"You are kidding me. You have got to be kidding me!"

Charlie couldn't help but smile a little at the genuine outrage in his voice. Shifting up into a sitting position, she looked for the man behind the voice, an amused smirk carefully plastered across her face. It was easy to pick him out from his surroundings, even in the dark. Sebastian Monroe was one of those rare people that could never go unnoticed.

Especially when they were royally pissed.

When her eyes found him after a moment of a searching, she saw exactly what she always expected to see when she looked at him – cool leather jacket, curly blond hair, dangerous blue eyes, and- Well that was different.

His expression, usually so condescending and detached, was nothing short of furious.

Pulling the blanket just a little closer, suddenly hoping she was fuly covered, Charlie almost didn't notice the sinking feeling in the pit of her stomach. It felt too unfamiliar – it felt like regret.


Later that night- or maybe it was early the next morning… Charlie honestly couldn't recall, she strode into Barkers, fully intending to get so drunk she wouldn't remember what an appalling mistake she'd just made.

After his dad had stormed off, Connor had asked her if she wanted to come back to his hotel room with him. When she refused, saying she needed a drink, he'd all but glued himself to her side and offered to join her.

A very short, two-word sentence later and she'd sent him on his way, fuming.

Cursing herself under her breath, she began to ask herself, not for the first time that night, why the Hell she'd ever thought it was a good idea to sleep with Monroe Jr. A clingy, wannabe dictator following her around was one headache she didn't need.

And then there was Monroe.

The fact that it would piss him off had always been a huge plus. But it hadn't just pissed him off. There was something in his eyes when he'd found the two of them lying there together…

It was something Charlie had only seen once before.

When Monroe had burst through the door to that seedy bar and seen her, drugged out of her mind and surrounded by men who could barely take their hungry eyes off of her. It hadn't been rage - that wasn't a strong enough word for it. It had been wrath and outrage and a terror so strong it had shaken her to her core.

Seeing that again tonight, it had given Charlie the strangest need to get away from Connor, as fast as she could. To curl up in a blanket somewhere, where no one could see her and-

Try not to fall apart.

Shaking her head, Charlie was grateful when the memory passed.

Hell, if there was anyone half-way decent in New Vegas, she'd probably go screw them right now just to convince Connor, beyond the shadow of a doubt, that their little hook-up didn't mean jack. Instead, for lack of a remotely-acceptable one-night-stand candidate, Charlie stalked toward her usual bar for a little peace and quiet. At least the bartender at Barker's wasn't a total asshole like the rest of them.

But that plan, like so many of her best ones, died a quick and painful death when she saw Monroe himself sitting at the far end of the bar, glaring bitterly at the five empty glasses in front of him. Reaching for his sixth, which the bartender was wise enough to bring before he asked for it and leave without making any attempt at conversation, Bass didn't even notice she was there.

Breath catching strangely in her throat, Charlie forced her eyes to stay as far away from him as possible as she walked over to the bar and slid onto her usual stool.

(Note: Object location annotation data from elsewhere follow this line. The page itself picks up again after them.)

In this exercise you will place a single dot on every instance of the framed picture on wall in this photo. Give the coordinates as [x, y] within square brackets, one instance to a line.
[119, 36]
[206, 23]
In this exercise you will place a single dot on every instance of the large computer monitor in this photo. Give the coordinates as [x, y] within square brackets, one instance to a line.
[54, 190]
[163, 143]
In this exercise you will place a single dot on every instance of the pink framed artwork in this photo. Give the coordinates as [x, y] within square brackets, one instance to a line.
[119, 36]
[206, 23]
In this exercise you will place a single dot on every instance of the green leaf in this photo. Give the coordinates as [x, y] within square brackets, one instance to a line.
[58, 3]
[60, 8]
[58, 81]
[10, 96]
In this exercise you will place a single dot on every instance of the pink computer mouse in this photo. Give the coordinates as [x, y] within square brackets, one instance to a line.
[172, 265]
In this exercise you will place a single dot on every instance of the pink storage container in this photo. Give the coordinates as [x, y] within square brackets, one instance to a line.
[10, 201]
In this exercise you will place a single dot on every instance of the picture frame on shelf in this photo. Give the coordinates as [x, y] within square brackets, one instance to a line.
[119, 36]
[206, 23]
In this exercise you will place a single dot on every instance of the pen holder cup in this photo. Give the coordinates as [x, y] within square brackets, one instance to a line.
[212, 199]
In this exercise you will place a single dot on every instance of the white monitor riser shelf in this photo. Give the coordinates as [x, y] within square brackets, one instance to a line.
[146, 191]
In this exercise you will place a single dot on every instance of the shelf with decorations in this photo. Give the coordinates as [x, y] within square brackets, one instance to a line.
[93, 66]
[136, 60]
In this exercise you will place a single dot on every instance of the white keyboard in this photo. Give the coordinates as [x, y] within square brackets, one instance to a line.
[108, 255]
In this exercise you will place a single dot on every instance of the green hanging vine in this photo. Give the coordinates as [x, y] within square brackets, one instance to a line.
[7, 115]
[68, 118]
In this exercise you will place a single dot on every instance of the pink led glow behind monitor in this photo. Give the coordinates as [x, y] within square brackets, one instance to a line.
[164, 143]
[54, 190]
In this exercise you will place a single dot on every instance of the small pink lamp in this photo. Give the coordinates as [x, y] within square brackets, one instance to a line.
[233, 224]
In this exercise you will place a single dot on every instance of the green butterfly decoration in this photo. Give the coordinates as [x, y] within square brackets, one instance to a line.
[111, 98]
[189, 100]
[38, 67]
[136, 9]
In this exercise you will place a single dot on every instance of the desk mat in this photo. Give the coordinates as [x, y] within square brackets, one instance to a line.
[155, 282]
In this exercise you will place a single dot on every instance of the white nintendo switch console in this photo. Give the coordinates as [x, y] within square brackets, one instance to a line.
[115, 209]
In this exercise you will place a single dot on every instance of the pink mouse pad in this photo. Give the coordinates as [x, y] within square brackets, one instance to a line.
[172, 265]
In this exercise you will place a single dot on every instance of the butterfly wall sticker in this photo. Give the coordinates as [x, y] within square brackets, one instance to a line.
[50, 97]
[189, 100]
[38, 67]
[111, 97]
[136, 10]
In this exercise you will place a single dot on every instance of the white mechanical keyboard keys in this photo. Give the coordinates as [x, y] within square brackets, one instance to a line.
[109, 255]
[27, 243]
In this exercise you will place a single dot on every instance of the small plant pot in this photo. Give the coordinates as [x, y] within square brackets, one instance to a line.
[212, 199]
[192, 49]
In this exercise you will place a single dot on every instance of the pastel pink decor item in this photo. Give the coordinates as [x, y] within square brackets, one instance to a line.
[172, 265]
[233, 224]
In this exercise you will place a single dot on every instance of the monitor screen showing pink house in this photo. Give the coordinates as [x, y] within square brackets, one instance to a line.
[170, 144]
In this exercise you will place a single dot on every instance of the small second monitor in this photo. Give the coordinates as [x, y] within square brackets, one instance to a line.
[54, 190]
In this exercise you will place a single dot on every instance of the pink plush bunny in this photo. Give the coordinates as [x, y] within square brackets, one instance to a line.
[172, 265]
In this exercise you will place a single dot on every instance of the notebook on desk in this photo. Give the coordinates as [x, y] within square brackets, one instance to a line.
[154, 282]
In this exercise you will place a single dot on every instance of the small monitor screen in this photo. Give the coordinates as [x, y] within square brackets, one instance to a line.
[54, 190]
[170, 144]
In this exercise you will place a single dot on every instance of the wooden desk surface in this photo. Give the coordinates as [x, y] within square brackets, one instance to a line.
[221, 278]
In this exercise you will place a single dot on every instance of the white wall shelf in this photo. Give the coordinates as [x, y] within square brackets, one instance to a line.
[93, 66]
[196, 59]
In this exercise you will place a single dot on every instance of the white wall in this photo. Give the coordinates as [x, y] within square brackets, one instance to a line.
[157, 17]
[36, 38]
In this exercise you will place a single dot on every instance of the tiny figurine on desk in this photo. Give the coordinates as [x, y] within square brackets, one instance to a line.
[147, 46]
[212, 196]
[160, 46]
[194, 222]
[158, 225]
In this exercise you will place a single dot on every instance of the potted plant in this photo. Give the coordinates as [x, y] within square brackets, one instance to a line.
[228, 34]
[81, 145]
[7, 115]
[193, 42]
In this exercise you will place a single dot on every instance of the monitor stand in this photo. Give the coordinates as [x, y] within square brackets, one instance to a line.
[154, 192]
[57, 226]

Telling herself he was well on his way to being too drunk to recognize anyone, let alone her, she ordered a Jack Daniels and tried to relax.

Four glasses later, she was still as tense as when she'd walked in. Her judgment was maybe the only thing that the alcohol had actually affected.

Said alcohol convinced her it was a good idea to stare straight at Monroe for a solid minute. Until he caught her looking.

All the alcohol in the world couldn't have kept her from jerking away from his gaze with a less-than-ideal level of subtlety. Suddenly fascinated by her own crystalline glass of whisky, Charlie tried to ignore the fact that while all she wanted to do now was look at Monroe, he'd given her no more than a cursory glance before turning back to stare into his his own half-full glass.

Too lost in her own thoughts, she didn't notice the way his hand tightened on the glass, or how he didn't take another drink from his eighth glass of Daniels when he was easily capable of consuming twelve.

Another few minutes passed, the noise of the bar surrounding them both, until the sound of Bass' stool scraping against the wood floor brought Charlie's head snapping up. Tossing a diamond to the bartender, he muttered something about keeping his tab open and then, shrugging on his leather jacked, headed for the exit.

Not sure why she did it, Charlie immediately hopped up – swaying slightly – and tailed him out the door before it even closed. She could tell he'd heard her following him by the way his shoulders never relaxed. Quickening her pace, she watched him turn down an alley and then followed without hesitation.

Rounding the corner, she saw him, standing in the shadows, his back to her. Immediately, she stopped too, waiting. She somehow managed to outlast him, and nearly sighed in relief when he finally broke the silence.